A late addition to Chaucer's ''The Canterbury Tales,'' the yeoman's tale is a confessional as well as a cautionary tale regarding the works of alchemists and how this obsession will bring a man to ruin, both morally and economically.

A Secret Revealed, Accidentally

Imagine: A canon and his yeoman arrive on horseback. Upon arrival, their horses are tired and frothing from the hard journey. The yeoman and canon are poorly dressed, yet the host of the travelers greets these new guests and asks after their health. The yeoman returns the greeting and mentions that the canon 'loves to have a gossip.' This comment inspires the host to ask if the canon would be willing to tell a tale and bring cheer to everyone.

The yeoman, servant to the canon (a member of the clergy) indicates that the canon has had many adventures: 'you gentlemen would find right difficult/To carry out.' This piques the curiosity of the host, who encourages the yeoman to reveal more about his master. The yeoman inadvertently shares that the canon is an alchemist, which angers the canon and forces him to leave discreetly. With his departure, the yeoman confesses that he is ashamed and destitute because of his role in this obsessive quest, one he intends to abandon, but only after he tells his tale.


Biography of an Alchemist

The yeoman describes his seven years as a servant to the canon and how it has affected him. His clothes stink. He has become destitute, since all his money and time are spent assisting the canon on his quest for gold. Any precious metals they do obtain are done so through deceptive means and used in their con jobs. All of this to try and find the philosopher's stone, the magic stone that will change any metal to gold.

The toll on the yeoman is not only economical but also physical. He mentions that 'where my colour was once fresh and red,/Now it is wan, and of a leaden hue.' Not only is his physical appearance altered from this work, but when things go wrong in the laboratory, they all 'feel ill done by and begin to squabble.' There is the mental anguish and stress of encountering nothing but failure. The yeoman leaves this biographical insight and tells a tale of the deceitful nature of the alchemists.

How to Swindle a Priest

Having provided a brief glimpse into the life of an alchemist, the yeoman begins his tale about a different canon who swindled a priest. The canon begins his con by borrowing money from a priest and returning it in full within three days. This establishes trust between the canon and the priest. The canon further emphasizes his honor when he states how 'in my make-up there's no deceit whatever.' He then subtly mentions his occupation.

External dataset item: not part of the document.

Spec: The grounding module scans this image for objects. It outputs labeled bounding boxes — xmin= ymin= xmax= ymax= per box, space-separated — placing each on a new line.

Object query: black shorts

The canon elaborates how one can create silver from mercury, a silver, liquid metal. He offers an example, but it is all smoke and flash. In this first example, the canon has a piece of coal, inside of which is a sliver of silver. The coal is sealed with wax, so when he throws it on the fire, the wax melts and the silver is found amidst the ashes. The canon does this two more times, once with a piece of chalk and then with a stick. A sliver of metal is inside each hollowed-out object, which is sealed shut with wax. As before, when the wax melts, the metal is found at the bottom of the container. He now begins to reel the priest in.

The priest is fascinated by this process and wants to know more. He tells the canon to let him in on the secret. The canon hems and haws a bit, but tells him that for forty pounds, he will reveal all. If they had not established such a relationship, the cost would have been greater. The canon emphasizes that everything he reveals must remain secret. No one can know, for it would be great peril upon the canon's life. Upon receiving the money, the canon quickly departs. The priest receives no receipt of payment and eventually learns that the process was nothing more than a trick.